Aslında bugünü anlamak için geçmişe dönüp bakmak gerekir. Osmanlı Devletinin, doğuda Şah İsmail ile bölgeyi ele geçirme kavgasının verildiği dönemdi. Şah İsmail, bölgede yayılmak için Şiilik kartını kullanıyor, bölgedeki şiileri yanına çekmeye çalıştığı gibi, bölgeyi kendisini bağlamak için şiileştirme politikası sürdürüyordu. Özellikle Türk olmayan unsur olan Kürtler üzerinde yoğun çalışma yapıyordu.
-Aslında Kürtler şii olmayıp ehli sünnetin Şafi mezhebine mensuptu. Fakat, Şah İsmail’in güçlü ordusu ve Kürtlerin aralarında birlik olmaması nedeniyle bölge Safevilerin eline geçti.
Yavuz, Çaldıran savaşından sonra bu bölgelerin (yani günümüzün Güneydoğu Anadolu, Musul, Kerkük ve Doğu Anadolu’nun bir kısmı) alınmasına çalıştı. Bölge halkının Sünni ve Şafi olduğunu bildiğinden halkı yanına çekmenin yolunu araştırdı. Kürtleri Osmanlı yönetimine bağlamak için İdris-i Bitlisi’yi görevlendirdi.

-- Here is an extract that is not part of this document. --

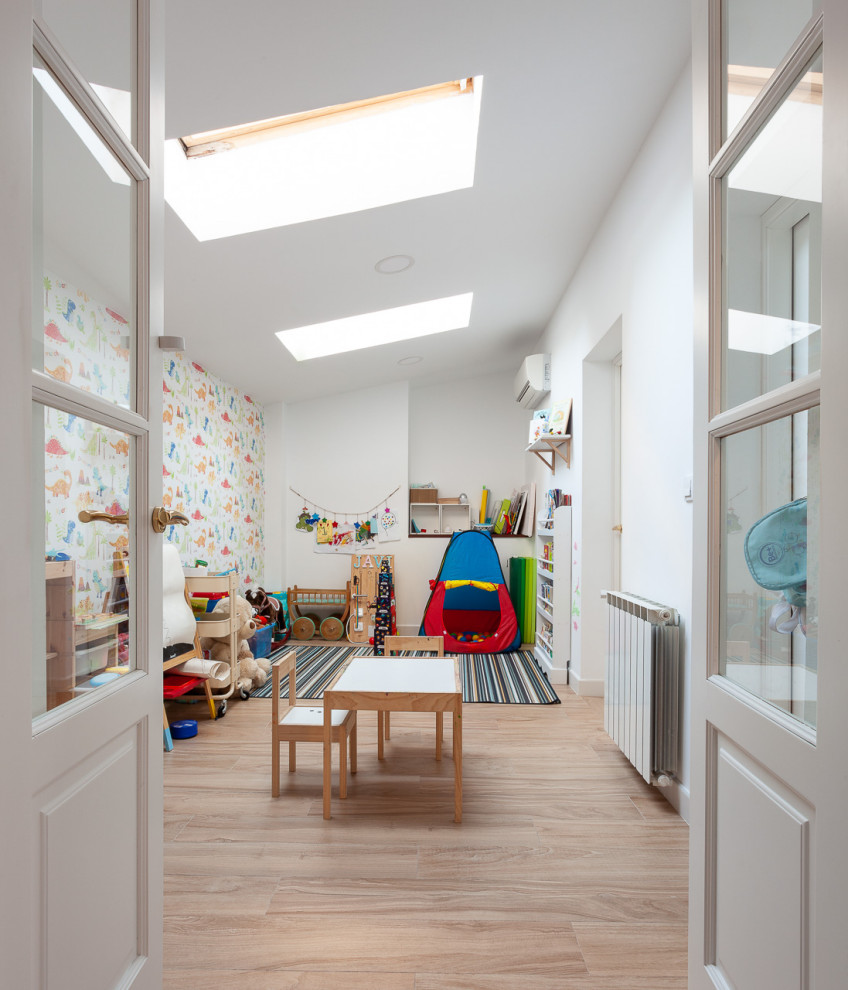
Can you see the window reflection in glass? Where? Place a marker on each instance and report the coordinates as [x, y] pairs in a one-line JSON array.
[[772, 251], [84, 327], [85, 594], [769, 579], [757, 34], [109, 67]]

İdris-i Bitlisi; Dönemin önemli Osmanlı alimlerindendi. Aynı zamanda önemli bir Kürt liderdi. Osmanlı Devletinin hizmetine girmişti. İkinci Bayezit’in isteğiyle Heşt Behişt isimli Farsça bir Osmanlı Tarihini yazmış olup, günümüzde kaynak eser niteliğindedir. Kürt bölgesinin kendi rızalarıyla Osmanlılara bağlanmasında önemli rol oynamıştır. Bugün İstanbul Eyyüp’teki Piyerloti tepesi aslında İdrisi Bitlisi tepesiydi. Fakat cumhuriyet elitleri buraya bir Fransız ajanının adını vermeyi uygun buldular.

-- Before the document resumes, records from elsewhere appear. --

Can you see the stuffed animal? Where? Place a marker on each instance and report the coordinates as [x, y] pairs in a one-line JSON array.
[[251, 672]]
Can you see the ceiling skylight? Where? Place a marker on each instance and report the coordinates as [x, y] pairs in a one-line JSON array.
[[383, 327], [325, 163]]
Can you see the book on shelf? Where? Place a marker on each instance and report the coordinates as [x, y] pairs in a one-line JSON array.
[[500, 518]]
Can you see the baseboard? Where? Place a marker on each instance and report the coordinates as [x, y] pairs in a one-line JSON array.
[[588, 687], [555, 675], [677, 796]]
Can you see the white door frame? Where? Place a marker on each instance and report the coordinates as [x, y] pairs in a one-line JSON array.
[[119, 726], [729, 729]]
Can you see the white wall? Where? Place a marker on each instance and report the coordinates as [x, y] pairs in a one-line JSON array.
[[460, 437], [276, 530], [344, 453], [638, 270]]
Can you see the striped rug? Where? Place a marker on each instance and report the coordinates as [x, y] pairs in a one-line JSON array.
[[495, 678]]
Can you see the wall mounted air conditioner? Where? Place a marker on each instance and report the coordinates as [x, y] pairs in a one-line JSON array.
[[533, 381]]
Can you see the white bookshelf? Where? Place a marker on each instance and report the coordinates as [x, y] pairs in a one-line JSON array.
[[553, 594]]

Kürtler, Şii Safevilerin baskısı altında olup, toprakları Safevilerce işgal edilmişti. Ya Osmanlı Devletini tercih edip dini ve siyasi bağımsızlıklarını koruyacak, ya da Şah İsmail’in egemenliğine girip zamanla şiileşeceklerdi. Yavuz, İdrisi Bitlisiye altında imzarı bulunan boş kağıtlar verdi. Ona, kendi adına her türlü tasarrufta bulunma yetkisini verdi. İdrisi Bitlisi, bu beylere Osmanlılara bağlı bağımsız beylikler vaat etti. Bu teklifler beylere cazip geldi. Şah İsmail’e zaten zoraki tabi olmuşlardı. Onlar da Osmanlıdan yana tavır koydular.

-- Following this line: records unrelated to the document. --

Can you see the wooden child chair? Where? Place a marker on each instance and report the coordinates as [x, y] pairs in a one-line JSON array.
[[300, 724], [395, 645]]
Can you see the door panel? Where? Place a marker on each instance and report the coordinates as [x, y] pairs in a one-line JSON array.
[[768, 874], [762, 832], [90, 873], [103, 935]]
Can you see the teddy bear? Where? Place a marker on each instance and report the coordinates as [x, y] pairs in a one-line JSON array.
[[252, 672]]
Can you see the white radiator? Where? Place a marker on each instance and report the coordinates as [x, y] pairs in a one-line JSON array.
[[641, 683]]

Bitlisli İdris’in Yavuz adına gelip, bölgedeki Kürt bey ve liderleriyle görüşmesi onlar için umut ışığı oldu. Bu beyler, aralarında toplanarak Tebriz’de bulunan Yavuz’un yanına gidip bağlılıklarını sundular. Yavuz, kendi istekleriyle gelip bağlılıklarını sunan bu yirmiden fazla Kürt beyine eski topraklarını verdiği gibi, kendi bölgelerinde bir anlamda bağımsızlık (özerirklik) de vermiş oldu. Bu sırada Safevilerin işgali altında olan Diyarbakır, Mardin gibi şehirler Osmanlıdan yardım alarak Safevilerle dövüşüp Osmanlılara katıldılar.
Kürt bölgelerinin kendi istekleriyle katılması ve daha sonraki Memlüklerle yapılan savaşta da askeri destek vermesi onların beyliklerinin tanınmasına neden oldu. Yavuz’un verdiği bu imtiyazlar, daha sonraki hükümdarlar tarafından da kabul edilip Cumhuriyet dönemine kadar bu şekilde devam etti.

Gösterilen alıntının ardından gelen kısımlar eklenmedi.